Las Vegas Sun

April 20, 2024

letter from washington:

In its coal decision, NV Energy bows to economic reality

Reid-Gardner Generating Plant

Sam Morris

A Union Pacific train unloads its coal Friday, Dec. 10, 1999 at Nevada Power Company’s Reid Gardner power station near Moapa.

WASHINGTON -- NV Energy earned some accolades recently by announcing a plan to kick the coal habit and wean its electrical portfolio off coal-fired power plants.

Other states might start following suit, but don’t necessarily count that as a credit to Nevada’s example.
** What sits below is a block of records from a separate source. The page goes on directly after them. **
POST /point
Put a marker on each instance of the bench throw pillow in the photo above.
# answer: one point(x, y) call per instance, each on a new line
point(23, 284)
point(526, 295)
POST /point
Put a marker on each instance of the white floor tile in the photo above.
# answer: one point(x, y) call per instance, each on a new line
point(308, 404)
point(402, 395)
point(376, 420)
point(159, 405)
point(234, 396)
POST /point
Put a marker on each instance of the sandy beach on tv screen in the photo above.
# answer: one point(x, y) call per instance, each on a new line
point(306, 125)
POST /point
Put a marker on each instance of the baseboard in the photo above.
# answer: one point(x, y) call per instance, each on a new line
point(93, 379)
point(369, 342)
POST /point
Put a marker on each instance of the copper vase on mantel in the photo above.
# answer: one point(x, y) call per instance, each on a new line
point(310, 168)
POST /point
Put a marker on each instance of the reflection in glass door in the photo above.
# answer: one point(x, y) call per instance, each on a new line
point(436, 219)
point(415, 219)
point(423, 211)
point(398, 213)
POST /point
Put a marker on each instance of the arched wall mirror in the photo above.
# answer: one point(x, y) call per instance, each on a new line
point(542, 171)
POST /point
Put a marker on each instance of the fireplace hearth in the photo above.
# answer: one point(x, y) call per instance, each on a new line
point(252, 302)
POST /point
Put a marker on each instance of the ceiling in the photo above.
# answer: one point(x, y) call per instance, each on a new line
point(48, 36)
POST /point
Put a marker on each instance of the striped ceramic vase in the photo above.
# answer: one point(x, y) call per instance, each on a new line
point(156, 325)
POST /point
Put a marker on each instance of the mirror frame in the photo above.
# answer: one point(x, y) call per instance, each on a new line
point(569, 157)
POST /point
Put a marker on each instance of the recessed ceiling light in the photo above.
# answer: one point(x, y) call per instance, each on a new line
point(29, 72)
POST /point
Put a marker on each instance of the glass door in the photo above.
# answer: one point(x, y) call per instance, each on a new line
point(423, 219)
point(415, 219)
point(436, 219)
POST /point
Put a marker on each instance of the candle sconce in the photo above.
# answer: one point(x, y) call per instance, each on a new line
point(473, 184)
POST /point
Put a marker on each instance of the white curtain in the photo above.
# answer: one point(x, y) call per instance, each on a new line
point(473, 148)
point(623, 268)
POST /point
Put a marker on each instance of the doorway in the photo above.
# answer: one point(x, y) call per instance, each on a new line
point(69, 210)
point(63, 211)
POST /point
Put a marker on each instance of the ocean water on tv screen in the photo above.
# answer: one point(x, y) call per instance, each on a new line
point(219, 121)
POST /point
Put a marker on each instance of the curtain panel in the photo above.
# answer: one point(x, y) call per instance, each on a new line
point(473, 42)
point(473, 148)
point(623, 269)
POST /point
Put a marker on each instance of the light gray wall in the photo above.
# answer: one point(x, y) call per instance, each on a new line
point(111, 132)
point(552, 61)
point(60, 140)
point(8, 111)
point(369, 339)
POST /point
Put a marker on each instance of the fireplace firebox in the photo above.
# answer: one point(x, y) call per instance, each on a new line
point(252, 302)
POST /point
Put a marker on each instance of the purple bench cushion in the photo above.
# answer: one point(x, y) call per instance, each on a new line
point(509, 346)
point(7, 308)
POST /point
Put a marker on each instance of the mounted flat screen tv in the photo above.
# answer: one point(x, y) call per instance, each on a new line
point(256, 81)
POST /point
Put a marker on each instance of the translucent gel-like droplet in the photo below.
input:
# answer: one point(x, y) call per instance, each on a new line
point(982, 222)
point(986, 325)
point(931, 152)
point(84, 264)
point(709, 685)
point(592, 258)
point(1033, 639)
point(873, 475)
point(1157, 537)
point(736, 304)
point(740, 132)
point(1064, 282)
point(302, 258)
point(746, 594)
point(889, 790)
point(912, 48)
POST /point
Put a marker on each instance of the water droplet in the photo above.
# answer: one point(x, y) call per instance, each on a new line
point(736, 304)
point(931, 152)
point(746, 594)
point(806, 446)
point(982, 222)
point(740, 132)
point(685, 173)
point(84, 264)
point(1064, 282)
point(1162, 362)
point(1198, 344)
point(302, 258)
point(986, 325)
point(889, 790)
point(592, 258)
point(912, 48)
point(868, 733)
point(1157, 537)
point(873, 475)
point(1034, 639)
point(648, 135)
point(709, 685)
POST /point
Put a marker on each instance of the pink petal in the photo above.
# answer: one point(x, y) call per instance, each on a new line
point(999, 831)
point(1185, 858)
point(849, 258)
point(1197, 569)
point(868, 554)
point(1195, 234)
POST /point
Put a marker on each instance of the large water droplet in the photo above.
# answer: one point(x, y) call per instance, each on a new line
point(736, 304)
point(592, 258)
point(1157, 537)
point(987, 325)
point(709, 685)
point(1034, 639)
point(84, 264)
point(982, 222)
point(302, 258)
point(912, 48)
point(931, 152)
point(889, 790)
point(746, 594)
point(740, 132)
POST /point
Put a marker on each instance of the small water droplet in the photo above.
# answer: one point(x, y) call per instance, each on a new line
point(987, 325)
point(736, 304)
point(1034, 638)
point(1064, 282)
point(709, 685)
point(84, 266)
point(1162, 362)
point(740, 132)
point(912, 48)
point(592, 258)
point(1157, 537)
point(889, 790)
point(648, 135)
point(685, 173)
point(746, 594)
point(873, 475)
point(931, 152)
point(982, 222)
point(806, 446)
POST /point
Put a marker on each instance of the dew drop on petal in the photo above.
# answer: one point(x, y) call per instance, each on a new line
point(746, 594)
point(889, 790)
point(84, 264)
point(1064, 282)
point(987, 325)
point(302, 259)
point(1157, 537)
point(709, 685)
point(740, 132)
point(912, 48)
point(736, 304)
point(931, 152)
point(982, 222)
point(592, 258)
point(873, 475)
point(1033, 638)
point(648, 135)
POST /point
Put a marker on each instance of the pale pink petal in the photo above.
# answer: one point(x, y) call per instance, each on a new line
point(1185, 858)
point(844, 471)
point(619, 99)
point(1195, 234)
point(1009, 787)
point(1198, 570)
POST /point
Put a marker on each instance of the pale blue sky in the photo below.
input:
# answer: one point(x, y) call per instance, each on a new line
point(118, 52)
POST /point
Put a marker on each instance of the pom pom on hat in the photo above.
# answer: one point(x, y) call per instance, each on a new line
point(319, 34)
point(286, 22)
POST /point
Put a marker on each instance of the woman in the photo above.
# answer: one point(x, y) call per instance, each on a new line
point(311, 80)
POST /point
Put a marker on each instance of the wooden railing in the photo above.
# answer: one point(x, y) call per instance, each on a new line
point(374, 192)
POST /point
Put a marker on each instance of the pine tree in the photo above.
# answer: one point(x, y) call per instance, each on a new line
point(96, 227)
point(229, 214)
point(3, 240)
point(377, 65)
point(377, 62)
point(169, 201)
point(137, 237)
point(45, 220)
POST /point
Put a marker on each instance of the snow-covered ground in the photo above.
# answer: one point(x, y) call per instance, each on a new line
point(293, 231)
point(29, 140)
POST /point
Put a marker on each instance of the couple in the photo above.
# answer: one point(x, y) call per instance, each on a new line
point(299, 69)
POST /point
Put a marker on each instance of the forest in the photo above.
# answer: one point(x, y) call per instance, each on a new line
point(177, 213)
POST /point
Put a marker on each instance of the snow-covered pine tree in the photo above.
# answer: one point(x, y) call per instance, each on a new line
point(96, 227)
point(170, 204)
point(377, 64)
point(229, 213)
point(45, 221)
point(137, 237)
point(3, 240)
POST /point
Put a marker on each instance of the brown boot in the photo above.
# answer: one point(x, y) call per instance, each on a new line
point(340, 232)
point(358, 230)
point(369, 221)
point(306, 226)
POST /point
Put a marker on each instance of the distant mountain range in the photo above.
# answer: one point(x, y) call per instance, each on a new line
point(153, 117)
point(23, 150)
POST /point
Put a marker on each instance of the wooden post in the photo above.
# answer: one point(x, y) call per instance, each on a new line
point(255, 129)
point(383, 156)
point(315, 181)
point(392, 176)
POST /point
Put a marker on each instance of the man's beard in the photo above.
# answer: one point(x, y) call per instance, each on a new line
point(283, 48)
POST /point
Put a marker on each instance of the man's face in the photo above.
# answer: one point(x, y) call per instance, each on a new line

Regardless of Congress’ foundering attempts to bring up comprehensive energy legislation, experts from both sides of the political spectrum see a future in which regulations and market forces will start pricing such plants out of the market.

“President (Barack) Obama made it clear in his State of the Union address that if Congress fails to act, he will,” said Daniel Weiss, an energy expert with the Center for American Progress, a progressive think tank in Washington, D.C. “Now that doesn’t mean that he’s going to issue carbon standards for power plants tomorrow ... but it’s not unreasonable to think that if the EPA develops carbon pollution standards for existing power plants, they will probably be finalized as soon as 2015.”

In its announcement, NV Energy indicated it would begin shutting down the coal-fired power plants at Reid-Gardner in 2014 with plans to complete that operation by 2017. The utility would then move to shut down its remaining coal plants by 2025.

In other parts of the country — Georgia, Pennsylvania and West Virginia — other coal closures are underway.

Pro-coal actors largely blame the trend on what they say are too-stringent Environmental Protection Agency regulations, such as the Clean Air Act, the Mercury and Air Toxics Standards, rules on ozone depletion, and a contested rule on cross-state air pollution.

Some of those rules predate Obama.

But others were designed by Gina McCarthy, the chief administrator for the EPA’s air pollution branch — and a candidate to become head of the EPA. If she passes congressional muster, coal’s supporters are bracing for more of a squeeze to the industry soon.

“I think the agency’s plan is to really throw as many of these regulations at the wall as they can and see which ones can stick,” said Nicolas Loris, an energy economist at the Heritage Foundation, a conservative think tank in Washington, D.C. “I think it’s going to be very difficult for coal production to stay in business with the regulations that are in place and the ones that are coming online.”

But federal regulations aren’t the only element affecting the efficiency of manufacturing electricity via coal-fired plants. So, too, are state regulations and the affordability of alternatives.

In the case of NV Energy’s announcement, and across the country, power providers are looking most closely at natural gas as a coal alternative. As a fuel source, it is projected as cheaper, more compact to produce and less vulnerable to inclement weather than pure solar or wind energy production. But most importantly, it is the one area of the energy fuels portfolio in which Congress could make significant strides in the near future.

Senate Energy Committee Chairman Ron Wyden, D-Ore., and ranking member Lisa Murkowski, R-Alaska, have started discussions about legislation to address fracking, production and promotion of natural gas use. The preference among Democrats is to limit exports to keep domestic prices low. The tactic would have the side effect of making natural gas the most viable cheap coal alternative.

Of course, none of these expected changes — natural gas legislation or updated EPA regulations — will come without a fight, either in the political arena or in the courts.

But with proponents and opponents of coal fairly convinced of the trajectory, NV Energy’s decision may not have been so prescient as simply prudent and practical for a state utility with a relatively small group of coal-fired power plants to worry about.